Celie's discovery of her true family history brings about
a major change in her pattern of communication, as she develops
surrogates for God and her parents, in the form of other women.
After learning of her tragic background, Celie feels that she has
lost some of her faith in God, and closes what she intends to be
her final letter to God by chiding, You must be sleep. Instead,
Celie begins to write letters to Nettie. Likewise, though Celie
is unable to locate her parents' graves, to which she looks for
closure, Shug tells Celie, Us each others peoples now. These strong,
surrogate ties that Celie makes with other women allow her to create
a new family in the face of the tragedies she has endured. Celie
ceases to wait for the kingdom of heaven and begins to search for
peace and happiness in her own life.
Nettie's voice, likewise, has burst forth after being
obscured for so long. We see that Nettie has become highly intellectually
curious and sophisticated, and is now a missionary, a job that is
centered around articulating a narrative. Nettie is very vocal in
her attitudes toward the native Africans, especially the self-centeredness
she perceives in them, and their clear sexism.

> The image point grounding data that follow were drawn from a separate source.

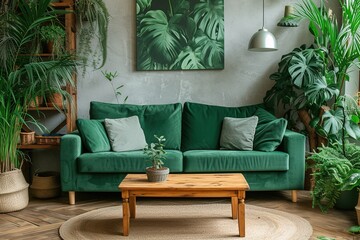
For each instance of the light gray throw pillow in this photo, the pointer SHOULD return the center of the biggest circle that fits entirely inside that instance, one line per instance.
(238, 133)
(125, 134)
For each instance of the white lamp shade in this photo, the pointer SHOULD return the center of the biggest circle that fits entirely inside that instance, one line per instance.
(263, 41)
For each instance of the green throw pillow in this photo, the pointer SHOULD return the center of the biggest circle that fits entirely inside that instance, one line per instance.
(268, 136)
(238, 133)
(125, 134)
(93, 135)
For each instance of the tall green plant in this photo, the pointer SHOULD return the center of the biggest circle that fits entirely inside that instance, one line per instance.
(181, 34)
(22, 78)
(310, 80)
(93, 18)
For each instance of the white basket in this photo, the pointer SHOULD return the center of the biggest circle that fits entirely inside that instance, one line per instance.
(14, 194)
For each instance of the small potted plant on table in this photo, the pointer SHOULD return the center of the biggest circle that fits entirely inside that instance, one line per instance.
(156, 153)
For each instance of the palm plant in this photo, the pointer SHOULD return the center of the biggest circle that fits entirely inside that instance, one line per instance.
(186, 34)
(310, 80)
(93, 18)
(23, 76)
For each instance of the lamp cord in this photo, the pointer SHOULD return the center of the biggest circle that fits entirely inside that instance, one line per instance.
(263, 13)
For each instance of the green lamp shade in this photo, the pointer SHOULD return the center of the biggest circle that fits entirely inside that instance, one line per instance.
(263, 41)
(288, 20)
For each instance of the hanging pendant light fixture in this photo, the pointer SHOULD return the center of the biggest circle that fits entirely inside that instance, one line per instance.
(263, 40)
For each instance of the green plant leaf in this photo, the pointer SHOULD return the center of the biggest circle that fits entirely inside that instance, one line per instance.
(333, 121)
(188, 59)
(142, 5)
(212, 51)
(161, 37)
(209, 16)
(352, 181)
(305, 67)
(319, 92)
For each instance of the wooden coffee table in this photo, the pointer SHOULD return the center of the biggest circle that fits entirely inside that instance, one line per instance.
(185, 185)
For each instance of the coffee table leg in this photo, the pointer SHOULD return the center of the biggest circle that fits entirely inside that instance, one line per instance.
(132, 206)
(241, 214)
(234, 207)
(126, 216)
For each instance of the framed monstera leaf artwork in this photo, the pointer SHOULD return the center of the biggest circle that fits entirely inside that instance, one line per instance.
(180, 34)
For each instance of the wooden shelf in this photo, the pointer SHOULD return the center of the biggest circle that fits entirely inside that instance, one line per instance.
(38, 55)
(38, 146)
(62, 4)
(45, 109)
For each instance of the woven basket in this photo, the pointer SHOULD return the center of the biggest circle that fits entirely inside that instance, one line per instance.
(37, 102)
(157, 175)
(45, 185)
(14, 193)
(51, 140)
(27, 138)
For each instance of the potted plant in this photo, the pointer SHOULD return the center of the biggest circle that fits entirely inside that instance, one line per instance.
(54, 37)
(93, 19)
(110, 77)
(310, 80)
(156, 154)
(23, 77)
(335, 172)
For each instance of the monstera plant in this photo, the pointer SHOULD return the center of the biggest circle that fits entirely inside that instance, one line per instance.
(310, 80)
(180, 34)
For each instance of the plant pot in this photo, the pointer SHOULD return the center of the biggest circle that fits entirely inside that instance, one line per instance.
(27, 138)
(45, 185)
(157, 175)
(37, 102)
(347, 200)
(14, 194)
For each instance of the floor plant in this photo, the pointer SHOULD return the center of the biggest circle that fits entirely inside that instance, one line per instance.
(24, 75)
(309, 84)
(310, 80)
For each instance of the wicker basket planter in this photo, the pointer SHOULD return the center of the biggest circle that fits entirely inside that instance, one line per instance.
(27, 138)
(157, 175)
(50, 140)
(14, 194)
(45, 185)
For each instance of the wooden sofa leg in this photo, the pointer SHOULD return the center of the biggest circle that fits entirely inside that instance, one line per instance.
(72, 197)
(293, 195)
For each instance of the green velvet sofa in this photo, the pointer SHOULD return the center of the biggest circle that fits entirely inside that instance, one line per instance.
(192, 131)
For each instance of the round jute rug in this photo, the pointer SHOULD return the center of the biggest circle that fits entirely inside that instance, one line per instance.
(198, 221)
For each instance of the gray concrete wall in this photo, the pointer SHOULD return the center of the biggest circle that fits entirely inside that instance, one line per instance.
(243, 81)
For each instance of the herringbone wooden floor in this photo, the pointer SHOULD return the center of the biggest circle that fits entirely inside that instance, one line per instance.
(42, 218)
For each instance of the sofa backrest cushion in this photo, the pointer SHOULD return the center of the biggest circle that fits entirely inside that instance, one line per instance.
(162, 120)
(93, 135)
(202, 124)
(269, 131)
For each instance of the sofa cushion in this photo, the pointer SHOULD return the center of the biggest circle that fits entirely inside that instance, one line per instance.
(162, 120)
(238, 133)
(234, 161)
(125, 134)
(268, 136)
(93, 135)
(125, 162)
(202, 124)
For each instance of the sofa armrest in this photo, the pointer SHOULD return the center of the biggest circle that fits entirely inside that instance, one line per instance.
(294, 144)
(70, 149)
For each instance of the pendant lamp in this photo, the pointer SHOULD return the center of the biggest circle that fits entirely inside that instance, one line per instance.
(263, 40)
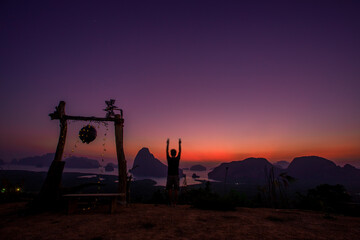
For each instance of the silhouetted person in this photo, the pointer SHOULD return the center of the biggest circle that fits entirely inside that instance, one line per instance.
(172, 182)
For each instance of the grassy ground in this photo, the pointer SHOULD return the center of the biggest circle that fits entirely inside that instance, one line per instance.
(148, 221)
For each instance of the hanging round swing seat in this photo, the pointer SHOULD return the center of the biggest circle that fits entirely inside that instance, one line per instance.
(87, 134)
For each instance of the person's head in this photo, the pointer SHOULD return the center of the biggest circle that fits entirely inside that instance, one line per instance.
(173, 152)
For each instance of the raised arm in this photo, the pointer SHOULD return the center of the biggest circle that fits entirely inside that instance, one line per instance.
(179, 147)
(167, 149)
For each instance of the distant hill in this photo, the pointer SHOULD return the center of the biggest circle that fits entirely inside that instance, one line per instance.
(146, 165)
(46, 160)
(318, 170)
(281, 164)
(308, 171)
(250, 170)
(198, 168)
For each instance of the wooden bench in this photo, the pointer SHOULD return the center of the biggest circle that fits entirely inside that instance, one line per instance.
(73, 200)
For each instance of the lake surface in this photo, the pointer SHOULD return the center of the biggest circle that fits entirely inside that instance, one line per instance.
(203, 175)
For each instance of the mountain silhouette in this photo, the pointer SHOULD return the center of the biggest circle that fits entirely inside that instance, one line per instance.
(281, 164)
(318, 170)
(308, 171)
(146, 165)
(198, 167)
(245, 171)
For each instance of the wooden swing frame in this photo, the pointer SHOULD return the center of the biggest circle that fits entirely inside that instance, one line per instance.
(50, 191)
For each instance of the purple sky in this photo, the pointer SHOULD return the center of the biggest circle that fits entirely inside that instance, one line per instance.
(233, 79)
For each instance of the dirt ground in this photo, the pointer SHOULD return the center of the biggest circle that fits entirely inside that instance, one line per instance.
(145, 221)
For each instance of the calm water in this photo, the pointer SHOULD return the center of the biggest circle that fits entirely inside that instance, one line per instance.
(203, 175)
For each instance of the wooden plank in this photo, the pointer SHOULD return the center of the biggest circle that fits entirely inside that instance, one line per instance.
(119, 125)
(95, 195)
(81, 118)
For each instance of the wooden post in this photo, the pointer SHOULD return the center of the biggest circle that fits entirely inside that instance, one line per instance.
(50, 190)
(119, 125)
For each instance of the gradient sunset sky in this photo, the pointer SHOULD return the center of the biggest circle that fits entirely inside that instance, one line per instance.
(232, 79)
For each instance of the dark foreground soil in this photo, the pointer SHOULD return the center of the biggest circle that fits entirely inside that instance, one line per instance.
(145, 221)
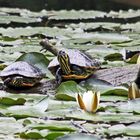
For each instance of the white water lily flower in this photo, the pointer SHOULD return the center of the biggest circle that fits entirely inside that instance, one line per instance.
(134, 91)
(89, 102)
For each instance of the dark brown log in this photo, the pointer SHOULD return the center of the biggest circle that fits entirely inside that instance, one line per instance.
(119, 75)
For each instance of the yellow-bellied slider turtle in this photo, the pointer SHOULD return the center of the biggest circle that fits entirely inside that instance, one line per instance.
(21, 74)
(70, 63)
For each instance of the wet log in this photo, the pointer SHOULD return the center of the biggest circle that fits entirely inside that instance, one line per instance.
(119, 75)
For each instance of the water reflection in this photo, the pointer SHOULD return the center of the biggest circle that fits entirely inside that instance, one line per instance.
(37, 5)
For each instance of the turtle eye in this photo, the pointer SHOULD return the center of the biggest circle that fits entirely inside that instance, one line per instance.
(61, 53)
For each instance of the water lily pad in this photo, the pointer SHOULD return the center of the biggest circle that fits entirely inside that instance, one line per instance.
(131, 130)
(10, 101)
(35, 110)
(73, 14)
(9, 126)
(104, 87)
(37, 59)
(34, 134)
(67, 91)
(79, 136)
(130, 106)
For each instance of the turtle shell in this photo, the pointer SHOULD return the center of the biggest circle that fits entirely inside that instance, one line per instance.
(22, 68)
(77, 58)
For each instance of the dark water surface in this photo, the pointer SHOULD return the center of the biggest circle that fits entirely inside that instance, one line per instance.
(37, 5)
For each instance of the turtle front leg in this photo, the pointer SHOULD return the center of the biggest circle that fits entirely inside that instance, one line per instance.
(58, 76)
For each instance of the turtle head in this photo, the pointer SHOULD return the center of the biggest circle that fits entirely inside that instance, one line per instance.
(64, 62)
(13, 81)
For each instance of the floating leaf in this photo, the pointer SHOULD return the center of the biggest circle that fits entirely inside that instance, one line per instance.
(104, 87)
(67, 91)
(78, 136)
(37, 59)
(10, 101)
(36, 110)
(130, 106)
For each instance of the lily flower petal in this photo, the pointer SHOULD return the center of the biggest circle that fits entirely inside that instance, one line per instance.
(90, 101)
(80, 102)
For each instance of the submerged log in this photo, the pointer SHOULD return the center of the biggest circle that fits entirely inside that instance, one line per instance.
(119, 75)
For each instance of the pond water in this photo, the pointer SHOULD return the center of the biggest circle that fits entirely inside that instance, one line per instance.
(37, 5)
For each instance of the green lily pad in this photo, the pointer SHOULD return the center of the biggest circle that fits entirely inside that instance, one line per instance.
(9, 126)
(104, 87)
(10, 101)
(130, 106)
(36, 110)
(79, 136)
(130, 130)
(37, 59)
(67, 91)
(73, 15)
(34, 134)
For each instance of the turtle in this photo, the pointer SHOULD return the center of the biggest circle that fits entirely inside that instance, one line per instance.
(70, 64)
(21, 74)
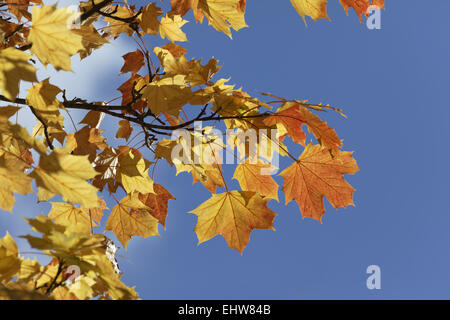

Additionally, by highlighting the self-centeredness Nettie
perceives in the Olinka community, as well as its clear subordination
of women, Walker complicates her depiction of race and identity. Though
the Olinka are oppressed by a colonial force, the rubber company,
there is still significant oppression within the Olinka community
itself. This internal oppression, coupled with what Walker portrays
as the self-centeredness of the Olinka people and their indifference
toward African-American slavery, complicates the seemingly straightforward
categories of oppressor and oppressed.